La primera frase

Nunca tengo claro si hay que hacer las cosas muy bien desde el principio. Si al final se tuercen te queda un paladar desagradable, como de almejas con arena, por no haber puesto algunos errores al comienzo. Claro que sería bonito ganar LaLiga en la segunda jornada, en un derroche de finura y matemáticas, y consagrar el resto del campeonato, con la tranquilidad de los deberes hechos, a pasearse por los campos en ropa de calle. Aún nadie lo ha conseguido. Una de las diversiones de agosto, de hecho, es adivinar el equipo que empezará inesperadamente la temporada de maravilla y al poco reventará, como en esos dibujos animados en los que se acaba la carretera y el personaje camina varios metros sobre el vacío, lleno de optimismo, hasta que se da cuenta de que no hay suelo.

Cuando todo es demasiado perfecto al principio y se acumulan goles, puntos, elogios, ¿qué cabe esperar después? ¿Más perfección? Quizá con que la vida vaya regular baste. Richard Ford alerta contra la embriaguez de iniciar un libro con una primera gran frase. "Cuidado", dice, "porque luego tienes que continuar con una segunda y una tercera frase que tienen que superarla de algún modo". El ejemplo sirve para el fútbol.
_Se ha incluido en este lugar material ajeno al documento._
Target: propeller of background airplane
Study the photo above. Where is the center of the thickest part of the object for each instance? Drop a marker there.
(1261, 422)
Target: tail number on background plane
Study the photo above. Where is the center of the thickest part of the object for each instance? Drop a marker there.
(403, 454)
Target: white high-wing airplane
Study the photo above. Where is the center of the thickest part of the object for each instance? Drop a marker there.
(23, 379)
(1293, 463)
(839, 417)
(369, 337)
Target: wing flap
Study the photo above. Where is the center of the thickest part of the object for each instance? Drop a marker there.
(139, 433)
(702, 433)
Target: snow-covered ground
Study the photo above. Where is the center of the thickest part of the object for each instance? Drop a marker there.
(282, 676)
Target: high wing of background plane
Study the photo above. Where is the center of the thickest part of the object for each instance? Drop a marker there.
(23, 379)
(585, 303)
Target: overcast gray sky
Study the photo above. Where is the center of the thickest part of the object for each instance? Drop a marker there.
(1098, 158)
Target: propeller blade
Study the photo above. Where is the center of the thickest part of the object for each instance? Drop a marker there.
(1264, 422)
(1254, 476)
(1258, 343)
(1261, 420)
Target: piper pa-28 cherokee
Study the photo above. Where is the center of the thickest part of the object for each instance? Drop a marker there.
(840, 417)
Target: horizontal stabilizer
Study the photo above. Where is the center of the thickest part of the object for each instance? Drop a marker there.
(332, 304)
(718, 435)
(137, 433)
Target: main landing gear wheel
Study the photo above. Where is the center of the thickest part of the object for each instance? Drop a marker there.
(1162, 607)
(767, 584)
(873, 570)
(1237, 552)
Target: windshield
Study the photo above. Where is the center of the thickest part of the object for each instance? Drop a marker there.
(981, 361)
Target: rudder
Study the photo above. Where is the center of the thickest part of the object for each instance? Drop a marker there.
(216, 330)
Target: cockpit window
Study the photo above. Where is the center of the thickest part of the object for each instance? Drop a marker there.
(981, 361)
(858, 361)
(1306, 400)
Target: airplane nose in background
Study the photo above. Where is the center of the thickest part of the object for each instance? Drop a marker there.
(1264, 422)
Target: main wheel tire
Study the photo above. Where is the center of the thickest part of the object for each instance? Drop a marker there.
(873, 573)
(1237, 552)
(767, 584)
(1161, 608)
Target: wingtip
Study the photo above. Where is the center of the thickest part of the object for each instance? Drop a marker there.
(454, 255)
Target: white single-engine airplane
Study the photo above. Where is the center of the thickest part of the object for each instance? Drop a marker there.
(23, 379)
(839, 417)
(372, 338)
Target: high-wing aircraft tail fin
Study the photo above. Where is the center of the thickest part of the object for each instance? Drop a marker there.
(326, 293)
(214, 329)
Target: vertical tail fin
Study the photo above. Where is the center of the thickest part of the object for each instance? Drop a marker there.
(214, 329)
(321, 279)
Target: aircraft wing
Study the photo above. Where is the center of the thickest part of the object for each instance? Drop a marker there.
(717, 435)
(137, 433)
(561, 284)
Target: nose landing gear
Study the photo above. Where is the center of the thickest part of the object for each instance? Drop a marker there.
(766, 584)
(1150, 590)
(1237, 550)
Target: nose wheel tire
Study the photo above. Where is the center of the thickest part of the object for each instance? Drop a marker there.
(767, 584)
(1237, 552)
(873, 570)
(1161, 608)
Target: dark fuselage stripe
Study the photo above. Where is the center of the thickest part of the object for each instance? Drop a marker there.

Estamos en uno de esos momentos escasos en los que ganar y perder equivale a unas migajas en una mano. No parece mala hora para incurrir en los errores a los que todos nos abrazamos, aunque sea por hacer el payaso. Hoy todo es reconducible. Al fin y al cabo, estamos en verano y la vida aún no se ha desprendido de su liviandad. El negocio del fútbol moderno funciona sobre ficciones, como que todos los instantes son decisivos, críticos, únicos, y que el éxito y el fracaso advienen continuamente, en un instante. Ni caso. Baste decir que en esa ficción el Madrid estaba casi descartado para LaLiga antes del primer partido, y que el Barça iba a asestar un golpe mortal al torneo sumando simplemente tres puntos en Bilbao. Los principios importan, pero nunca llegan a ninguna parte. Eso es misión de los finales.